In the hours after 14 people were killed in a terror attack in Spain, President Donald Trump tweeted that the Spaniards should “study what General Pershing of the United States did to terrorists when caught. There was no more Radical Islamic Terror for 35 years!”
Trump was referring to the long-debunked myth that Army Gen. John Joseph “Black Jack” Pershing, who was the governor of the Philippines after the Spanish-American war, quelled Muslim insurgents there by shooting them with bullets that had been dipped in pig’s blood.
The tweet was not the first time Trump mentioned the myth. At a campaign rally in February 2016, Trump said that Pershing “had his men load his rifles, and he lined up the 50 people, and they shot 49 of those people.”
“And the 50th person, he said, ‘You go back to your people, and you tell them what happened,'” Trump said. “And for 25 years, there wasn’t a problem.”
General Pershing’s great great granddaughter now has her own message for the president: Stop “sullying” Pershing’s name.
“He was one of the greatest generals we’ve ever had,” Hollis Taylor, whose grandmother married Pershing’s grandson, told Business Insider on Friday. “He was the only American to be promoted in his own lifetime to the Army’s highest possible rank. And he didn’t get there by bullying people.”
Taylor explained that no evidence has ever been found to back up the pig’s blood story, which she described as “one of those myths, those persistent rumours” that just won’t go away — especially not when the president of the United States keeps repeating it.
She said it was particularly “disgusting” to see Trump mention it in the wake of the Barcelona attacks.
“The last thing we should be doing at a time like this is threatening and condemning other groups of people,” Taylor said. “But instead of searching for ways to pull our country together in such divisive times, he just lies constantly. It’s appalling.”

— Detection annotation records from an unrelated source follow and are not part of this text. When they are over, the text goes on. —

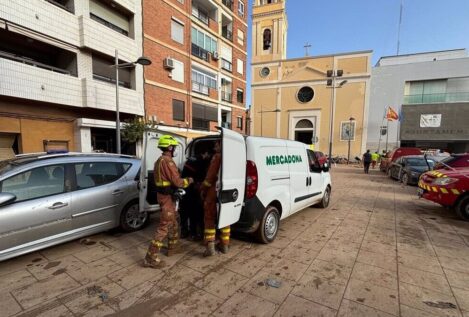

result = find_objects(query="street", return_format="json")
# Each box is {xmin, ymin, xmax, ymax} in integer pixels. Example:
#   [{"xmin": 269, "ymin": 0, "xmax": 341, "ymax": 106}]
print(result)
[{"xmin": 0, "ymin": 166, "xmax": 469, "ymax": 317}]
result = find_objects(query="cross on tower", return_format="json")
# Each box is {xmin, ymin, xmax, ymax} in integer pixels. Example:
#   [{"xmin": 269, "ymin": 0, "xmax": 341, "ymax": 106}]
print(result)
[{"xmin": 304, "ymin": 43, "xmax": 311, "ymax": 56}]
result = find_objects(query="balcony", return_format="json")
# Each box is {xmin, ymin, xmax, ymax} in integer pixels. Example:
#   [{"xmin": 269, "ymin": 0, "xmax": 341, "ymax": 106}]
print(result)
[
  {"xmin": 404, "ymin": 92, "xmax": 469, "ymax": 104},
  {"xmin": 221, "ymin": 0, "xmax": 233, "ymax": 11},
  {"xmin": 221, "ymin": 58, "xmax": 233, "ymax": 72},
  {"xmin": 221, "ymin": 90, "xmax": 233, "ymax": 102},
  {"xmin": 192, "ymin": 81, "xmax": 210, "ymax": 96},
  {"xmin": 191, "ymin": 43, "xmax": 210, "ymax": 62}
]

The White House did not respond to request for comment.
Taylor noted the discrepancy in Trump’s retelling of the myth, too: Along the campaign trail, he said Pershing’s supposed “pig blood” strategy resulted in 25 years of peace; in his tweet, he said it was 35.
In any case, Taylor said, “none of it is credible or consistent. He just says things offhand and makes everything about himself.”

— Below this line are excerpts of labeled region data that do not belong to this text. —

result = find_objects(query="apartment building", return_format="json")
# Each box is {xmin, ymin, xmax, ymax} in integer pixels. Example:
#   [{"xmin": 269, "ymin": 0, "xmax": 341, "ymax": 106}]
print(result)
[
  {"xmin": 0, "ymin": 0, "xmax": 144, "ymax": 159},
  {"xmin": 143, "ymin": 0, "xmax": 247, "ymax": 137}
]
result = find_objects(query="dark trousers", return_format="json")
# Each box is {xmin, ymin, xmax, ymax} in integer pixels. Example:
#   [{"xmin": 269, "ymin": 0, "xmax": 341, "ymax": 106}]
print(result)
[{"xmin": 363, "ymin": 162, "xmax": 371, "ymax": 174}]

Pershing commanded efforts to suppress the Filipino Insurrection during the Philippine-American war in late 1899. But “there is no evidence that Pershing himself” used pigs as a tactic against Muslim insurgents, Politifact wrote last year.
“There is nothing said about the use of 50 bullets dipped in pig’s blood, and most important, there is no evidence to support Trump’s claim that this tactic was effective in stopping violence — or that it would provide a useful policy today,” the site noted.
Taylor’s grandmother, she said, agrees that Trump’s comments about the general have been “just plain wrong” — especially given Pershing’s efforts to cultivate support among the Phillippines’ Muslim communities when he was governor.
“He sat down and read the Quran with him, he drank tea with them, he went to their communities,” Taylor said. “And of course he used force sometimes. But he tried to lead, and lead by example. If he were here now, he would say Donald Trump should do the same.”